Below is a collection of all factoids rated “myth” (as in “not true or not fully true”) by our authors.  If you disagree or have more evidence to support a claim consider commenting. See our list of facts here.


Twinkies Never Go Bad Myth

Twinkies don’t last forever, but they can go a long time without spoiling (up to 30 years by one estimate). The “sell-by” shelf life of a Twinkie is 45 days, after that they go hard and brittle.
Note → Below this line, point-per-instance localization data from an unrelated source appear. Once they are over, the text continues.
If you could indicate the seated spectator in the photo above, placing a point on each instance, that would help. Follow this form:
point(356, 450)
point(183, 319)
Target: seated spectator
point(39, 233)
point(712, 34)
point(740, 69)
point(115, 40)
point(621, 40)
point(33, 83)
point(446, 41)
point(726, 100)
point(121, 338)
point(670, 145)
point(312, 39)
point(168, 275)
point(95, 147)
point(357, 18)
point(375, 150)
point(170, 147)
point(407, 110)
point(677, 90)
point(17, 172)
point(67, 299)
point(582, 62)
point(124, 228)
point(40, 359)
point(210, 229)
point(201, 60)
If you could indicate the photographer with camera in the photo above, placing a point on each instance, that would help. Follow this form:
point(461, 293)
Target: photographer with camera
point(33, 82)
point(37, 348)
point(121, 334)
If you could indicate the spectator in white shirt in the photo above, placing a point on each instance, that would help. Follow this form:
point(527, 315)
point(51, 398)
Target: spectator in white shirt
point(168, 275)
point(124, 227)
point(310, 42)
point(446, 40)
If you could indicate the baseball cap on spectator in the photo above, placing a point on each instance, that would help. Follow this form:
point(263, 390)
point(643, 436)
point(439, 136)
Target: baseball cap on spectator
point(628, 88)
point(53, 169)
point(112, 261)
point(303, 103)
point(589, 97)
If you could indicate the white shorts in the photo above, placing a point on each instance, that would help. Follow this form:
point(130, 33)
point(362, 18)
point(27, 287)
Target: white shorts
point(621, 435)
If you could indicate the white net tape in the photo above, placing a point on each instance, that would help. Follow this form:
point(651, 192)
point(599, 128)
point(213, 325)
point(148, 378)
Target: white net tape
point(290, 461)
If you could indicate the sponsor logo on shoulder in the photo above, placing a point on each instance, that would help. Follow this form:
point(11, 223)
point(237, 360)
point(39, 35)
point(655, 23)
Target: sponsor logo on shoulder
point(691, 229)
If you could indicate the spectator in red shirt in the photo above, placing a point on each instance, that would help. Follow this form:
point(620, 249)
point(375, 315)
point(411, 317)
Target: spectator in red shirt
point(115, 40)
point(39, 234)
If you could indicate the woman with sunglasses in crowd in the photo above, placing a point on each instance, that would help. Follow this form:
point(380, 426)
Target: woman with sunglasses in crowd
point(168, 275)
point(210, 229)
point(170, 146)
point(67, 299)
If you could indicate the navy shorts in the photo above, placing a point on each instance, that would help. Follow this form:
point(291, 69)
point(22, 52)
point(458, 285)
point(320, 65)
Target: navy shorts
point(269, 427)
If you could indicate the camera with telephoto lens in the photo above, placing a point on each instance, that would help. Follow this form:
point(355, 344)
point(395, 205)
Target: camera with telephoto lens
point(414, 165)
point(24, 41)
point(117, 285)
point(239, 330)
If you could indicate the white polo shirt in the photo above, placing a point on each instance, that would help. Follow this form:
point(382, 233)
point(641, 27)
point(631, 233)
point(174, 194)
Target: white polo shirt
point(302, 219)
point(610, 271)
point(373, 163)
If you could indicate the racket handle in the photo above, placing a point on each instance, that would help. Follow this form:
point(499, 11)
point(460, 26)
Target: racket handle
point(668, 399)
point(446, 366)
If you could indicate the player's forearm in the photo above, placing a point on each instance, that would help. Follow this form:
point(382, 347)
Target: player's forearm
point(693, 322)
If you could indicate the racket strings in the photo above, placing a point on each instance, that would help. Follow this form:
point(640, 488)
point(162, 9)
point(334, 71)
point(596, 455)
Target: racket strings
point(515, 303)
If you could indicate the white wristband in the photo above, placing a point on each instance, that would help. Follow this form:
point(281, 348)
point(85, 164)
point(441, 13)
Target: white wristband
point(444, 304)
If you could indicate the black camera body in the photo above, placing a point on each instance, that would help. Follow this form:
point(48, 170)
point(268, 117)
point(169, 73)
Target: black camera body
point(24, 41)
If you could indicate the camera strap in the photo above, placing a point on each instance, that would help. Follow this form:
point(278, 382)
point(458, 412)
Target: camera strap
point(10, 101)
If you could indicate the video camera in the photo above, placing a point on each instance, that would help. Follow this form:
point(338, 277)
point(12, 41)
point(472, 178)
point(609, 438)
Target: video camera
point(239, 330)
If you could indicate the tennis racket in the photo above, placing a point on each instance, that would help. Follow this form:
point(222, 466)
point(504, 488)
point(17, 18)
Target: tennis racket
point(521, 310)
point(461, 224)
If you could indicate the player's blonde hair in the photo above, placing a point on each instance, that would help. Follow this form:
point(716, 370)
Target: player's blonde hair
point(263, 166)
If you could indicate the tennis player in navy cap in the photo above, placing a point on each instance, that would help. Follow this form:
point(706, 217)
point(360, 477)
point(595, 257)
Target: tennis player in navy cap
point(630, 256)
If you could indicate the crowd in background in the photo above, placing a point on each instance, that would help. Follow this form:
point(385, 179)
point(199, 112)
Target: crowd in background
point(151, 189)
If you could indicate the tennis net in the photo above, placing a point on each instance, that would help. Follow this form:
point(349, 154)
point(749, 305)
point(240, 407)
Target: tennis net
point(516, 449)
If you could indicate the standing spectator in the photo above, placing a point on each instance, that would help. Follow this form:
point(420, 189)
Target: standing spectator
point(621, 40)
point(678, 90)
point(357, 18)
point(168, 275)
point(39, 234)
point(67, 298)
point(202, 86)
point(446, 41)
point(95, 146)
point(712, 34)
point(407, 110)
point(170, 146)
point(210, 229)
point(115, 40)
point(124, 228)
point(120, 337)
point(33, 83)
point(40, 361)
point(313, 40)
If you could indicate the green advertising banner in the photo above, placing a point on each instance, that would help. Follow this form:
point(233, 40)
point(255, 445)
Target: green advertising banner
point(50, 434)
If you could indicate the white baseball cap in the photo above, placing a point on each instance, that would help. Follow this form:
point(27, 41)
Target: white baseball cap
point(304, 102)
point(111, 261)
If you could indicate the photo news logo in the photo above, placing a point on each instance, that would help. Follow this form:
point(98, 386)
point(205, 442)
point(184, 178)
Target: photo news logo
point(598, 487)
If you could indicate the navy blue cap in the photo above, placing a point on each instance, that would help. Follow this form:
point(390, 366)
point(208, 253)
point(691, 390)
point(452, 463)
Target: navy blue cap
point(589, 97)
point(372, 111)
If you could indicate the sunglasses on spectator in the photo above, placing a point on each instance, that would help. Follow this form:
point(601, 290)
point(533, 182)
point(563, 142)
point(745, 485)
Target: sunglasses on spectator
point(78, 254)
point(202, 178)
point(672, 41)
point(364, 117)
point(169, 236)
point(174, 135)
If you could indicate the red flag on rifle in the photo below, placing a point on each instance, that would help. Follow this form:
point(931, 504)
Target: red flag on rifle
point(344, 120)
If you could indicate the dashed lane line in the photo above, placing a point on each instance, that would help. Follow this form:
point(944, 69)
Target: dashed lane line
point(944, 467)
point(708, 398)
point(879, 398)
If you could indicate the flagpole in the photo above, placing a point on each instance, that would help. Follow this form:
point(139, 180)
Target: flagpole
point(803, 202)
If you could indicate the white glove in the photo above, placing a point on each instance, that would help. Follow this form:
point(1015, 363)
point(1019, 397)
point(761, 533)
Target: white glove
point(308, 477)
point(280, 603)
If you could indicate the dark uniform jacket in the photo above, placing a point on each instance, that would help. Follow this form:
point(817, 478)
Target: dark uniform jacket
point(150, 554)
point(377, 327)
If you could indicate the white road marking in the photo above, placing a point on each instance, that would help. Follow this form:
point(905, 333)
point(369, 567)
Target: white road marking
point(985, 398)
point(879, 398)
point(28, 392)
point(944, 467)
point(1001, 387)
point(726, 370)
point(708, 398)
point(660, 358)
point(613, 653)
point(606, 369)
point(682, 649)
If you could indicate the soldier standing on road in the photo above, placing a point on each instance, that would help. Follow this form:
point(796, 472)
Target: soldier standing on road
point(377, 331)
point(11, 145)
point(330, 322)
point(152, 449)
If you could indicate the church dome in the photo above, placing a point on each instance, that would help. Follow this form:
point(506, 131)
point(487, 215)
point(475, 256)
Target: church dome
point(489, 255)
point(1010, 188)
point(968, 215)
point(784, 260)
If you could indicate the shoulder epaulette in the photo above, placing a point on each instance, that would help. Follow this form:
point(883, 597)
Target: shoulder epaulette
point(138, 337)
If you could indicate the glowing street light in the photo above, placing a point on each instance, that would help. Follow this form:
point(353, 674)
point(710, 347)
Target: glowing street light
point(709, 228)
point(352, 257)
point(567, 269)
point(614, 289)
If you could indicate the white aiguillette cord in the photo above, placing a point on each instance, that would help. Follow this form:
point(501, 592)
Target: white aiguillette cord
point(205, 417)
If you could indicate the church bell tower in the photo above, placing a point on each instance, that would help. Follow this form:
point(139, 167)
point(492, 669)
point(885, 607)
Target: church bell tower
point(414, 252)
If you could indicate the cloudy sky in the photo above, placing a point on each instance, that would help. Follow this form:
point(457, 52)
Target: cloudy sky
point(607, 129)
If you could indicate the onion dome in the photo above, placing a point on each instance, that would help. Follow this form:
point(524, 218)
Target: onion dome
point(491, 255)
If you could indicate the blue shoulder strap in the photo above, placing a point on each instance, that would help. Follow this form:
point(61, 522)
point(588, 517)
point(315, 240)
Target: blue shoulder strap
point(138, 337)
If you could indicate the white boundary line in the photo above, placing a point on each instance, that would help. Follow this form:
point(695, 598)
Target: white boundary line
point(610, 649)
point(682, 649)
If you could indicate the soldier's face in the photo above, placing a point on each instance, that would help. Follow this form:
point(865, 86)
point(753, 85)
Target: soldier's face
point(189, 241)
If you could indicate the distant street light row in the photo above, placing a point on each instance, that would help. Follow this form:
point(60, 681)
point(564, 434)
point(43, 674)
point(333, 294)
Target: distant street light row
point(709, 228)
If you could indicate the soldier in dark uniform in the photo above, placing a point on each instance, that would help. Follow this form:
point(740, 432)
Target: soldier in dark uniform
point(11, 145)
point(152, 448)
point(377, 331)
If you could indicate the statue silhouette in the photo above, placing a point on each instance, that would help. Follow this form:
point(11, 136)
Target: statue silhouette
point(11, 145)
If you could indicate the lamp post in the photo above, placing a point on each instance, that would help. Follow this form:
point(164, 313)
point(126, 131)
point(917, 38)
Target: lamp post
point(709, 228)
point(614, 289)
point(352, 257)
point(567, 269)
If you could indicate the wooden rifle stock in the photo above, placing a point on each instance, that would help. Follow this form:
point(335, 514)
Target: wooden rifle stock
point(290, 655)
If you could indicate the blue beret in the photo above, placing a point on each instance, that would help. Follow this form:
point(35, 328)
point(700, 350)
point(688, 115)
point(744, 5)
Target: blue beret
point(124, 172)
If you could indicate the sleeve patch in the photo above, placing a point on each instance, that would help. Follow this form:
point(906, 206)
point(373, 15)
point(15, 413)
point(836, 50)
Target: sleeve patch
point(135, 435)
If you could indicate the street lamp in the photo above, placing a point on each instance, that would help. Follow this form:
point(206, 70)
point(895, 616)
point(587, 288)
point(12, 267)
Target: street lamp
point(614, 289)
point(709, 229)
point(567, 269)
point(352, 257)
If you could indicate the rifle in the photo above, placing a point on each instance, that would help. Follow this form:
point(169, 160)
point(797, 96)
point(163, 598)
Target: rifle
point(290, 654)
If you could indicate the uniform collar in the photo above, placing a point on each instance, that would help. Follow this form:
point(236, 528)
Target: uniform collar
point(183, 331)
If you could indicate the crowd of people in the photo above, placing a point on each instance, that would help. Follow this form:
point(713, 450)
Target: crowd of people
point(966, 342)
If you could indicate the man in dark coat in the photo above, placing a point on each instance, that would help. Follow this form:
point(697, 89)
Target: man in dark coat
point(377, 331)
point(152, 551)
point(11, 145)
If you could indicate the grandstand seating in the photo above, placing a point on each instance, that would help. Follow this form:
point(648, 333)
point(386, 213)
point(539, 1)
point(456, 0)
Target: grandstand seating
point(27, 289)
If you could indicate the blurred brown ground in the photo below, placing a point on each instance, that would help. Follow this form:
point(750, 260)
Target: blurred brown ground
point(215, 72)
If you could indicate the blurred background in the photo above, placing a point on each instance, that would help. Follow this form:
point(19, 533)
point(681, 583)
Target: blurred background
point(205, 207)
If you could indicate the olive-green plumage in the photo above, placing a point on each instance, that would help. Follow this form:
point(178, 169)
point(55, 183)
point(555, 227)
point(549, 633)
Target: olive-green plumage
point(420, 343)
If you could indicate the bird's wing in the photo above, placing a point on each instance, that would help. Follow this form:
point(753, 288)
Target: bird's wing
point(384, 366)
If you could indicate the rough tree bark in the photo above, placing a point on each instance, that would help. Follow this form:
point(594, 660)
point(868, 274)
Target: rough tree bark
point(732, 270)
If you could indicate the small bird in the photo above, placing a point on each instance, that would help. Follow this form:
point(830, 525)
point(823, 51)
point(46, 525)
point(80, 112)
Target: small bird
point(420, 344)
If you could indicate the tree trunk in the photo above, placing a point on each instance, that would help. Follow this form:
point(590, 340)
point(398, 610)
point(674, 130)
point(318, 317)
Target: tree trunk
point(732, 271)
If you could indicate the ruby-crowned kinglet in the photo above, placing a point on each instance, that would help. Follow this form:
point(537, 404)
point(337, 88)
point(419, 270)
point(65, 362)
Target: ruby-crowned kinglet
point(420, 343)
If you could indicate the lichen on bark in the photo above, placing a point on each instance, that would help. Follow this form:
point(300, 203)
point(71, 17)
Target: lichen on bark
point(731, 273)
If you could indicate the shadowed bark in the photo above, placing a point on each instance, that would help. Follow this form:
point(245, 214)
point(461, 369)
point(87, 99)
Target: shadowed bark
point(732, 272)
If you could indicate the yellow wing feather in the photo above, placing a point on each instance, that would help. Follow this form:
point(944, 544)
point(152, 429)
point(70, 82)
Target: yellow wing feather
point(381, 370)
However, due to the ingredients, a Twinkie won’t spoil for decades.

A Soul Has Weight Myth

There is no scientific evidence that shows that living beings have a soul or that a soul has weight. However, the notion that a soul has weight (specifically 21 grams) does come from a scientific study.

Turkeys Can’t Fly Myth

The idea that Turkeys can’t fly is a myth. Wild turkeys can fly in short bursts and actually will roost in trees at night. That said, while domestic turkeys can fly in theory, they are typically too heavy to fly in practice.

98.6°F (37°C) is the Normal Body Temperature Myth

98.6°F (37°C) is generally accepted as the normal body temperature of humans, but this commonly thought of average isn’t normal for everyone.  Studies have shown normal ranges from from 97°F (36.1°C) to 99°F (37.2°C) according to Mediineplus.gov.